Nearly every source across the political spectrum agrees that the present position of American politics is new, dangerous and unsustainable.
Whether the complaints are leveled at the Trump administration’s drastic reforms or at the obstructionist politics of the “resistance,” most opinion pieces hearken back to a previous time — one defined by civility, moderation and political unity.
Simply put, this alleged previous state never existed; what really came before the current political climate was actually very similar to what exists now. The failures of today are the logical conclusion to which previous policies have always led.
Many will point to the election of Donald Trump (and the response to that election by his opponents) as the catalyst for this departure from politics as usual. Despite what these pundits claim, Trump and the political trajectory behind him were not just a “fluke.” Rather, they are the fulfillment of deep, foundational flaws in American society.
America was built off of the genocide of indigenous peoples and the enslavement of millions. The original intention of the Constitution created a disgustingly unequal society wherein women were considered the wards of their fathers and husbands, immigrants were denied any real representation and African-Americans were counted as three fifths of a person.
This is not to say that this reality is the goal of the Trump administration. Instead, the administration is after the mythology that surrounds this political reality, of noble and moral patriots soberly steering the nation on a trajectory that would make America a great power. The quiet hope is that if those conditions can be recreated, so can those successes.
The reality is that this ideology has run its course and resulted in the current dire political situation. There is no reason to suspect that, if it were even possible to return to that political state, it would not just immediately degenerate back to the one that exists now.
Opposite the Trump Administration, the Democratic resistance hopes that the “checks and balances” of the original American political system could be used to reign in the present revisions to it. However, the “checks and balances” of this system were made to enforce the power disparities promoted by these revisions, not undermine them.
Indeed, these checks and balances were touted at the time by the framers of the Constitution as a way to keep the country balanced between “tyranny” and “mob rule.”

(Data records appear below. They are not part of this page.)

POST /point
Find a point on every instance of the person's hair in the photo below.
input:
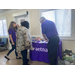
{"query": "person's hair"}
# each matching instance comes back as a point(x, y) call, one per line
point(42, 19)
point(11, 25)
point(25, 24)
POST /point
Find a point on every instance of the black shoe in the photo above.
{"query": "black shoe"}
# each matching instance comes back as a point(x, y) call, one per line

On the surface, this seems sensible until one realizes that these terms meant very different things to the founders. The mob was made up of everyone besides white natural-born landowning men. Tyranny similarly did not mean the oppression of the masses, it meant the loss of privilege for that ruling class.
A real path forward is the rejection of the flaws of American society and the embrace of an alternative that addresses those flaws in a way that preexisting political structures cannot. Rather than falling back on systems of marginalization to save the country, a bold path free of those systems must be forged.
In many cases, this path is already opening in the form of political outsiders, like Bernie Sanders or the Democratic Socialists of America who offer an alternative to liberal American capitalism and nationalism.
However, these are only the beginning of what must be a whole new approach to American politics which, in time, will be as universal as the present system.